Peng Zhang*, Zhiling Guo, Sami Ullah, Georgia Melagraki, Afantitis Antreas, Iseult Lynch. Nanotechnology and Artificial Intelligence to Enable Sustainable and Precision Agriculture. Nature Plants 2021, 7, 864-876. https://www.nature.com/articles/s41477-021-00946-6
Zhiling Guo*, Peng Zhang*, Andrew J Chetwynd, Swaroop Chaborty, Christopher stark, Fazel Abdolahpur Monikh, Rachel Smith, Sandra Wilson, Iseult Lynch, Eugenia Valsami-Jones*. Biotransformation modulates the penetration of metallic nanomaterials across the blood brain barrier. Proc. Natl. Acad. Sci. U.S.A 2021, 118, e2105245118. (Front Cover) https://www.pnas.org/doi/10.1073/pnas.2105245118
Peng Zhang*, Superb Misra, Zhiling Guo, Mark Rehkämper, Eugenia Valsami-Jones. Stable isotope labelling of metal/metal oxide nanomaterials for environmental and biological tracing. Nature Protocols2019, 14, 2878-2899. https://www.nature.com/articles/s41596-019-0205-z
Peng Zhang*, Zhiling Guo, Fazel Abdolahpur Monikh, Iseult Lynch, Eugenia Valsami-Jones, Zhiyong Zhang. Growing Rice (Oryza sativa) Aerobically Reduces Phytotoxicity, Uptake, and Transformation of CeO₂ Nanoparticles. Environmental Science & Technology 2021, 55, 8654-8664. https://pubs.acs.org/doi/10.1021/acs.est.0c08813
Yaoyao Wang^#, Peng Zhang^#,*, Mingshu Li, Zhiling Guo, Sami Ullah, Yukui Rui*, Iseult Lynch. Alleviation of Nitrogen Stress in Rice (Oryza sativa) by ceria nanoparticles. Environmental Science: Nano2020, 7, 2930-2940.(Front cover, HOT article) https://doi.org/10.1039/D0EN00757A

FRIAS Project

Nano-enabled Strategies to Enhance Plant Tolerance to Climate Stress (NanoEnPlant)

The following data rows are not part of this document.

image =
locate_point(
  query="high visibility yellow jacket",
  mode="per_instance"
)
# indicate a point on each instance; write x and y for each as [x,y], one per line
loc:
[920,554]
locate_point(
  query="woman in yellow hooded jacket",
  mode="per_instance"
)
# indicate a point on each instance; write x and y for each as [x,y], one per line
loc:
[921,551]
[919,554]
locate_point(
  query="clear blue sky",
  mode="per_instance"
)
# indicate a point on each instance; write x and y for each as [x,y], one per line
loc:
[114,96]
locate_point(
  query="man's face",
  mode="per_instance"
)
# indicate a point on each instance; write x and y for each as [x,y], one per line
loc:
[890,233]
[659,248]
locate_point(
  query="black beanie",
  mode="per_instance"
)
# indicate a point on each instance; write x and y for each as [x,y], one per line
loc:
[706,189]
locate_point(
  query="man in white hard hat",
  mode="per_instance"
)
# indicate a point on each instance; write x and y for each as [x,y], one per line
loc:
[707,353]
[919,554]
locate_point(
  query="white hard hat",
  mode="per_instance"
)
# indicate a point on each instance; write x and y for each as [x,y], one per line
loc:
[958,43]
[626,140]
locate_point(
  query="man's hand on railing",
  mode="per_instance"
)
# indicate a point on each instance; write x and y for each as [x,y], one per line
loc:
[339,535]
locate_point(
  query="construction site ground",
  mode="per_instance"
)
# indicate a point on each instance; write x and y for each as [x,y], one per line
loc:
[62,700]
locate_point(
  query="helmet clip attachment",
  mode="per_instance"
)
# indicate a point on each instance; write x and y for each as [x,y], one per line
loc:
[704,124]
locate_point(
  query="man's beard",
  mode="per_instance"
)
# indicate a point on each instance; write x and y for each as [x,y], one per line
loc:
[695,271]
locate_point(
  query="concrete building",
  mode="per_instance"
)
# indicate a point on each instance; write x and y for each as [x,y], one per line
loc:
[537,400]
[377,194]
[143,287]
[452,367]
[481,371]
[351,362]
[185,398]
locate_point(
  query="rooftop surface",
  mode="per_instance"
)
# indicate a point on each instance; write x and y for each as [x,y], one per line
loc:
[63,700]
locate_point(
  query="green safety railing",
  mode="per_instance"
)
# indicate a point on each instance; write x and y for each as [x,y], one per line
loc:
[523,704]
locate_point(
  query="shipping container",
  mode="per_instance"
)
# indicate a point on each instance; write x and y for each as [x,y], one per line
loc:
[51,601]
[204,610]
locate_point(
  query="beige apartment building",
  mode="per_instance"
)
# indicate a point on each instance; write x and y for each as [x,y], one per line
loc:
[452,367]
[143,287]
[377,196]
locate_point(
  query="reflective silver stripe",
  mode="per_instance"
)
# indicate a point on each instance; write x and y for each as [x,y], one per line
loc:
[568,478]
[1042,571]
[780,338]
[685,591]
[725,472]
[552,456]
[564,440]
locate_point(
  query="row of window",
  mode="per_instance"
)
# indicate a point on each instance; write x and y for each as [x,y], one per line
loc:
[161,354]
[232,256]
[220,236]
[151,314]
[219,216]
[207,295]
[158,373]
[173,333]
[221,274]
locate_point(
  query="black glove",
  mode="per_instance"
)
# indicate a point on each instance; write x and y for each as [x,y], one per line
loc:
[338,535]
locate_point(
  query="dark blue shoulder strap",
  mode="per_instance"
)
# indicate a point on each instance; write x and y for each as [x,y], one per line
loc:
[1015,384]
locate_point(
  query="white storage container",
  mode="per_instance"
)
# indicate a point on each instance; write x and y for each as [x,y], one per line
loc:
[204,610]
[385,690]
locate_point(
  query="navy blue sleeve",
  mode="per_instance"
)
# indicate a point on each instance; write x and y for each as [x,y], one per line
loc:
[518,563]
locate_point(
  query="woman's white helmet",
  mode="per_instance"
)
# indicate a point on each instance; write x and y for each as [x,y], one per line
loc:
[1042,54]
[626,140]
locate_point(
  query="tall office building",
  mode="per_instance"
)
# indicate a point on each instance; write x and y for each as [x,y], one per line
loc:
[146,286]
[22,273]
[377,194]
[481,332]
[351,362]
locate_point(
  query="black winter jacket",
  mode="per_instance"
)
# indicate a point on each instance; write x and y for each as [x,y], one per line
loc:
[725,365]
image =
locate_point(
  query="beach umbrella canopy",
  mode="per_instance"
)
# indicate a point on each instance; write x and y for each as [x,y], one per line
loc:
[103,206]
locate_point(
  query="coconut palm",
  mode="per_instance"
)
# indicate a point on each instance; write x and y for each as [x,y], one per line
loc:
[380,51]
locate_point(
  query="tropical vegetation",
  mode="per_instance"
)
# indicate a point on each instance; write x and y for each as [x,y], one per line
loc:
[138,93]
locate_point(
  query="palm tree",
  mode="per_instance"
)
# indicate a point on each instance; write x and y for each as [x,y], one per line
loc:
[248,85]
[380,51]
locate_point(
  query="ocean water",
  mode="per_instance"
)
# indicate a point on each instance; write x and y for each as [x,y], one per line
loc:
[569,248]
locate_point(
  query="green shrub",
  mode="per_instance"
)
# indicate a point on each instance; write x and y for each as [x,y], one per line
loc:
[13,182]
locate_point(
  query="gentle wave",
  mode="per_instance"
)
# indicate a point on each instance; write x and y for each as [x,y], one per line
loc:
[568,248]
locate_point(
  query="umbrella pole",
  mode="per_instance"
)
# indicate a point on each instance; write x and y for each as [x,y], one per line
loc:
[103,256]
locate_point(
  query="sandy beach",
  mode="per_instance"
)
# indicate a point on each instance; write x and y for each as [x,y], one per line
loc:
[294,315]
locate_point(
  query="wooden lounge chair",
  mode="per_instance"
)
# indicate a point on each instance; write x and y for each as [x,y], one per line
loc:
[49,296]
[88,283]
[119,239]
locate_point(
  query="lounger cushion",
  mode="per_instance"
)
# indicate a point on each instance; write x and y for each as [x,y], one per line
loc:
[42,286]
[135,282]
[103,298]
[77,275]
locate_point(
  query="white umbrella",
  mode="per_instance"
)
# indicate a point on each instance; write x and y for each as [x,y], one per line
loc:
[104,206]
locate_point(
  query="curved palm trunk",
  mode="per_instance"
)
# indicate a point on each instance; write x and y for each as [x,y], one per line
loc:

Crop yield is mainly influenced by stresses caused by climatic factors, agronomic factors, pests and nutrient availability in the soil. Developing tolerant cultivars using genetic manipulation is the most important strategy currently to cope with these stresses; however, the overall progress is slow and complete success is not yet achieved due to the difficulty in identifying key genetic determinants of stress tolerance. A complementary approach is the use of nanotechnology to promote plant growth by mitigating stress-induced signalling pathways, and thus increase crop yields, although its full potential has not yet been discovered and the underlying mechanisms by which NMs enhance plant growth, provide resistance to pathogens and more are not yet fully understood which hampers its progress and widespread adoption. The vision of Project NanoEnPlant is to find new, simple, and robust strategies to enhance plant tolerance to stress using nano-enabled approaches, and to elaborate the chemical and biological fundamentals (mechanisms) underpinning the plant responses to the nanomaterials in order to ensure regulatory and consumer confidence.